The complex license agreement and sometimes high (by a start-up standard) license fees required upfront made using our Singapore research difficult. Even more challenging was that most of the research was hidden behind a proprietary license where only a compiled binary was provided with no access to the source code. This did not allow my engineering team to enhance the code or fix any bugs and we need to go back to the original researcher in the IHL or RI.

It did not help that these IHL and RI do not and cannot offer any service level agreement (SLA) for when the code could be fixed. So if I license their research and implement their code into a customer’s system, and if things break, there is no way I can get a guaranteed fix in a reasonable amount of time.

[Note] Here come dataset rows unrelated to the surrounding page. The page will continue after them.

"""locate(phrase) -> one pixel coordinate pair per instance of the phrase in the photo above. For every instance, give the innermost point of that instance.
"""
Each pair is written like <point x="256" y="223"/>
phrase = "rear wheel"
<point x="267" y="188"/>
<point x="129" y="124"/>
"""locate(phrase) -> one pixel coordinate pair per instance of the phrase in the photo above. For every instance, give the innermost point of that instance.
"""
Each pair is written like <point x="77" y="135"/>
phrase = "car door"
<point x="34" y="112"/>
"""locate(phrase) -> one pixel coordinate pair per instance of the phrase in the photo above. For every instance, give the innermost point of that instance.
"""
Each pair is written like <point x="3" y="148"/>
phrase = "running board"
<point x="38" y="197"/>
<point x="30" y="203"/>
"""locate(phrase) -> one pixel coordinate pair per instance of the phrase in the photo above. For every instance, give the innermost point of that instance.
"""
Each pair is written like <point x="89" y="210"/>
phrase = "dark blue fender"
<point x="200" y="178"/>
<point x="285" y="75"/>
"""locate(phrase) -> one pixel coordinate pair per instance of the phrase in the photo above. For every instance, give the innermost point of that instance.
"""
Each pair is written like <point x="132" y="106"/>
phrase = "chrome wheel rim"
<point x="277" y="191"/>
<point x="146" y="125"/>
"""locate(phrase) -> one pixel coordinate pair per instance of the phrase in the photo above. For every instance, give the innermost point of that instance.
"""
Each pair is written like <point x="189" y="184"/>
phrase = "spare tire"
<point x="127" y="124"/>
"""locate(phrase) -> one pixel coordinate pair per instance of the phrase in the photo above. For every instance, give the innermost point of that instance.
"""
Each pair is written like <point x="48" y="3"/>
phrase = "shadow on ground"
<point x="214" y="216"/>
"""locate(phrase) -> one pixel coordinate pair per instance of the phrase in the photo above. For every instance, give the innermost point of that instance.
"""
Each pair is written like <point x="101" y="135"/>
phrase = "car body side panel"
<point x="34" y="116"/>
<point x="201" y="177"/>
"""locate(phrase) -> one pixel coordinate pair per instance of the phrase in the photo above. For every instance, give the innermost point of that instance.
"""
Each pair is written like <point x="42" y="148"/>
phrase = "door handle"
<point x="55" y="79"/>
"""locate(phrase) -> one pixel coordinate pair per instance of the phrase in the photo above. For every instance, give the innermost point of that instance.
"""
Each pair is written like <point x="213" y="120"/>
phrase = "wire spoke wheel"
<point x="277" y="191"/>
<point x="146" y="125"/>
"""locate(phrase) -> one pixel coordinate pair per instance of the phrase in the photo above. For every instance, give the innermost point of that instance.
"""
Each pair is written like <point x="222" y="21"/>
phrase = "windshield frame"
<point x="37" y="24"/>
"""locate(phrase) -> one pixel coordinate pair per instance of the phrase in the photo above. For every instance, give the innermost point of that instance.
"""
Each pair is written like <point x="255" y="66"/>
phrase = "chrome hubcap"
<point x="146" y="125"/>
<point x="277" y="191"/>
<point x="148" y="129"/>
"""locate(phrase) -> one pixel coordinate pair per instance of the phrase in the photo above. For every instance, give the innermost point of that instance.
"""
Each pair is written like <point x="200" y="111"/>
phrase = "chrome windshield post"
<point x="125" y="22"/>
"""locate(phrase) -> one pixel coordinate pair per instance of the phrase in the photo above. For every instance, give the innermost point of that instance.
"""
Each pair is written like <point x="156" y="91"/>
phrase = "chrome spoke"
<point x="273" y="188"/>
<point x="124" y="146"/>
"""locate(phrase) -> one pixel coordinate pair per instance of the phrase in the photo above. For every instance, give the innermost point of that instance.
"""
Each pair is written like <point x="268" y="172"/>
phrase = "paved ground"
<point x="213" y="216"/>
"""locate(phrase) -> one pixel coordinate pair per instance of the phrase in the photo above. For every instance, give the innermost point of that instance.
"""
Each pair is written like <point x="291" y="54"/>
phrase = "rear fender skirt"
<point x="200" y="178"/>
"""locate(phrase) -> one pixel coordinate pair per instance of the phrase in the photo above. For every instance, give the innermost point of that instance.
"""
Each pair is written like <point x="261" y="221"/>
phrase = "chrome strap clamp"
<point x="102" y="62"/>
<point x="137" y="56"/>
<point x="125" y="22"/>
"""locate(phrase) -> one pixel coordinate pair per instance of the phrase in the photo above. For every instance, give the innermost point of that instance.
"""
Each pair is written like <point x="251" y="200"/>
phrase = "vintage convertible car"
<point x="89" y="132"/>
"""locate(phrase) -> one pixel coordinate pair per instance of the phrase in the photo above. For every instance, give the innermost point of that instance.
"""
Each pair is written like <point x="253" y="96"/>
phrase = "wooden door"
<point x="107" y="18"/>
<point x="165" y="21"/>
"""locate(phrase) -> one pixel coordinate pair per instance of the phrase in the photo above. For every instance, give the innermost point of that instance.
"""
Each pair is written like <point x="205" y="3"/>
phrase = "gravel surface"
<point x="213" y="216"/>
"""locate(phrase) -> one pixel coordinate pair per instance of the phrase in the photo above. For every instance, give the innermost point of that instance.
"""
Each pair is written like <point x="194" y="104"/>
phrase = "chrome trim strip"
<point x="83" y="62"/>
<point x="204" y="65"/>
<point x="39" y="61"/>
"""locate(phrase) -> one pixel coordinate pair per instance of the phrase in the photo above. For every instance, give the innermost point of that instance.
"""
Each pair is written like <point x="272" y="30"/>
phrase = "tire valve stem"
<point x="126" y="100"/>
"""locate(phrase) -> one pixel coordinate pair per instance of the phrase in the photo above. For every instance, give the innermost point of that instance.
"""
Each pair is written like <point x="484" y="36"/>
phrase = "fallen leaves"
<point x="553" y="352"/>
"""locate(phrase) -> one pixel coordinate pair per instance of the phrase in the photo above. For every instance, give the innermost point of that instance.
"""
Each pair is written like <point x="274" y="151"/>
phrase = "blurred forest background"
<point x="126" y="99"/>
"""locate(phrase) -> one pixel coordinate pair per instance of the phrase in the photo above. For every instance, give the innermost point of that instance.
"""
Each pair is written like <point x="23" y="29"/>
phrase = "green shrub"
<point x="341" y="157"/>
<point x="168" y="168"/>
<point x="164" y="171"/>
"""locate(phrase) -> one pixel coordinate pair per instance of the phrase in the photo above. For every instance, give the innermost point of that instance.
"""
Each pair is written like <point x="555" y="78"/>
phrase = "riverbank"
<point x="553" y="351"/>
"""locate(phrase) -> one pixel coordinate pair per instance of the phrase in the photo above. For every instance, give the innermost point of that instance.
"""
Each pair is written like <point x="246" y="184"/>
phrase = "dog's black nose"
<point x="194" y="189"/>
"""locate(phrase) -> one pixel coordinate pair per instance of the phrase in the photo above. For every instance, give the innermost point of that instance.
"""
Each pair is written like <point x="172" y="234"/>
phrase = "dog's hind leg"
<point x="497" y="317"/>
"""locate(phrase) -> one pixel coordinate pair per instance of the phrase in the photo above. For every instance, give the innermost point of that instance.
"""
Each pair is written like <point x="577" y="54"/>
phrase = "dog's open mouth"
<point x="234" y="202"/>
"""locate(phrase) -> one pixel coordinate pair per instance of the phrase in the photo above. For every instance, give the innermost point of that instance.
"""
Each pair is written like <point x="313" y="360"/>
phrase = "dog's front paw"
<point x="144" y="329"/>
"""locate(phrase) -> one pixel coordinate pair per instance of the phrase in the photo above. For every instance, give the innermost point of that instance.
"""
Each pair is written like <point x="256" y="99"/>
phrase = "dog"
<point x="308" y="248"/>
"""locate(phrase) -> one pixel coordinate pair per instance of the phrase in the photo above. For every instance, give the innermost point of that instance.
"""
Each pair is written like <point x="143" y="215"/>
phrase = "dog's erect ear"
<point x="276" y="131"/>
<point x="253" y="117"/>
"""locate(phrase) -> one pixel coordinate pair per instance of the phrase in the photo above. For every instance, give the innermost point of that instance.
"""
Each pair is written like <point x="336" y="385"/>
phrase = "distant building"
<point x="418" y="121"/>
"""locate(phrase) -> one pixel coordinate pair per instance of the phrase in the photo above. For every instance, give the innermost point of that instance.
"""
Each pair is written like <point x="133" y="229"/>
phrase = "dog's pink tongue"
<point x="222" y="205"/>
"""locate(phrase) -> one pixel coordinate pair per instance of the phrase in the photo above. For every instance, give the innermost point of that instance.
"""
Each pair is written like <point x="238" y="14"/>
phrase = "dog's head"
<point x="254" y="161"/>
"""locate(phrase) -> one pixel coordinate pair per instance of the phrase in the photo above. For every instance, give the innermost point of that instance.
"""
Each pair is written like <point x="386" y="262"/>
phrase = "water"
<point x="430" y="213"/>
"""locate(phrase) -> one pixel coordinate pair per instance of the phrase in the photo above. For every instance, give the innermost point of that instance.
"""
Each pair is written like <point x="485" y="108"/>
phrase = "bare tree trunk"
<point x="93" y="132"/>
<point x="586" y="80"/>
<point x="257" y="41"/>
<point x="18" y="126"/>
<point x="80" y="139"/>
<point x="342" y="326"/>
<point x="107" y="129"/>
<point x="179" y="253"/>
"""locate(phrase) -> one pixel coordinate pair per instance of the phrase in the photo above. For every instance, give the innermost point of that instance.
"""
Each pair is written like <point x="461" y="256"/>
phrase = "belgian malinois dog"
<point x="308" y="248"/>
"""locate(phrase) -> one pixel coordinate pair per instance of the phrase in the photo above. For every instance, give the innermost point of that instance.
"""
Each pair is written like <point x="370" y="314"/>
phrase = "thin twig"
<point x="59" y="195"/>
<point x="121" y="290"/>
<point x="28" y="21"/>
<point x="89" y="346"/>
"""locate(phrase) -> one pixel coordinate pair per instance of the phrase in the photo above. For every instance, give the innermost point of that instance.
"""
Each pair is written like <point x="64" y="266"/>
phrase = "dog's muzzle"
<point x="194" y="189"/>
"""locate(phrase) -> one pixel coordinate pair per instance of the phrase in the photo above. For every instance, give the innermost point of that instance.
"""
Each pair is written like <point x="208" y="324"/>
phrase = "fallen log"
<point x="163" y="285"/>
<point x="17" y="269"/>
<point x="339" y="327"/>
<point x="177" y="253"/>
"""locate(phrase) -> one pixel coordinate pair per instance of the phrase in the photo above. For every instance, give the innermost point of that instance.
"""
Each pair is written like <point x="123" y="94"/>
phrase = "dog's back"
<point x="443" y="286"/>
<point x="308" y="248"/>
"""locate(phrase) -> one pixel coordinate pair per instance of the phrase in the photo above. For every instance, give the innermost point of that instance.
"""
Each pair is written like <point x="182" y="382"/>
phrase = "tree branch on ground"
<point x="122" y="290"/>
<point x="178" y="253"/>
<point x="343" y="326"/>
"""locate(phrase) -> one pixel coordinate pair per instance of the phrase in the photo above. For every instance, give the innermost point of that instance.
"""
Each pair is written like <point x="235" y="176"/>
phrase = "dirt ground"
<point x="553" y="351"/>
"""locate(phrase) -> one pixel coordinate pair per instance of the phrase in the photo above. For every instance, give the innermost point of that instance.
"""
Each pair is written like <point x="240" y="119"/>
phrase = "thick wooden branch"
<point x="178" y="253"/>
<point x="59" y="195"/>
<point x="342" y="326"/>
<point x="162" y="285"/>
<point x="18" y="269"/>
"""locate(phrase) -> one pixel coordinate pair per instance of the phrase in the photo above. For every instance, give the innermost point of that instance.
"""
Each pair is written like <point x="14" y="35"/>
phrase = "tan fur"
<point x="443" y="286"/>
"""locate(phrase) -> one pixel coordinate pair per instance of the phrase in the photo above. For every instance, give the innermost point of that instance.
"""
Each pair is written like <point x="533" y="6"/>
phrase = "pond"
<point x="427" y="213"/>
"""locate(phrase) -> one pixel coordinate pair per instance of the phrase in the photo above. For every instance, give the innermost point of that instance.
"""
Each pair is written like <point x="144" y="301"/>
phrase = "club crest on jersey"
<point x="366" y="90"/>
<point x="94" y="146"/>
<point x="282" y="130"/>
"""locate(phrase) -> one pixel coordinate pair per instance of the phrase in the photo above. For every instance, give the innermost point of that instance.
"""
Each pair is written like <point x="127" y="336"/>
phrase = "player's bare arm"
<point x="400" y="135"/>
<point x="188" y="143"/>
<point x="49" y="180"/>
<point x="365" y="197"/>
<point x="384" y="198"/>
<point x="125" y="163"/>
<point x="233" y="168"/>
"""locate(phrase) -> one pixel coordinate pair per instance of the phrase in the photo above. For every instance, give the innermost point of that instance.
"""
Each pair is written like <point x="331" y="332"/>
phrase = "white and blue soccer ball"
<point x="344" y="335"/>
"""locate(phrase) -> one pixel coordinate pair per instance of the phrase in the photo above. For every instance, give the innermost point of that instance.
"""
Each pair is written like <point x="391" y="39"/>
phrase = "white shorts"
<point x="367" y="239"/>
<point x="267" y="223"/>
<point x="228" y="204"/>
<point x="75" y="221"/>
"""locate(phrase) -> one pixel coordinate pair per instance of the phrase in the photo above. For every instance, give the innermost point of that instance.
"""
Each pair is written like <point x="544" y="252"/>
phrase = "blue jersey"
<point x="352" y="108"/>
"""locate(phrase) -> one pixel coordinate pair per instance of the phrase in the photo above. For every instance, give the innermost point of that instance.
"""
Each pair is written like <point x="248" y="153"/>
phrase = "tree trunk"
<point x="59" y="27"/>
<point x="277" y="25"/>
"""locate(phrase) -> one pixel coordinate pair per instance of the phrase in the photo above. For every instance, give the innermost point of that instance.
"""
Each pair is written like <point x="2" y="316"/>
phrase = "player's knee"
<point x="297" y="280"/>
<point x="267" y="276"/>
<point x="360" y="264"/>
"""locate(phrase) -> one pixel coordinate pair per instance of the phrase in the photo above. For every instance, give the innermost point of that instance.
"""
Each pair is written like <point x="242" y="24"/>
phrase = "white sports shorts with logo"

It was “best effort and depends on our researcher’s availability”.

On the other side of the fence

Fast forward to 2016, when I was offered a role in AI Singapore, one thing I recommended and requested was the mandate to open-source the tools we built and share them freely and openly with the industry under a license like the Apache license. I was fortunate to have strong support from the National Research Foundation (NRF) team, as they wanted to explore more innovative means to get our industry to adopt NRF funded research.

TagUIPeekingDuck and SG-NLP are just the beginning. We have a talented and dedicated AI Engineering team in AI Singapore today. Many of them coming through our AI Apprenticeship Programme (AIAP) – another innovation we created in AI Singapore to groom the next generation of Singaporeans in AI and open-source development.

We are planning on more tools developed by AI Singapore’s AI Engineering team. We will also launch new programmes and initiatives to raise the standard of AI and cloud computing and encourage more open-source development in the local community. Watch this space.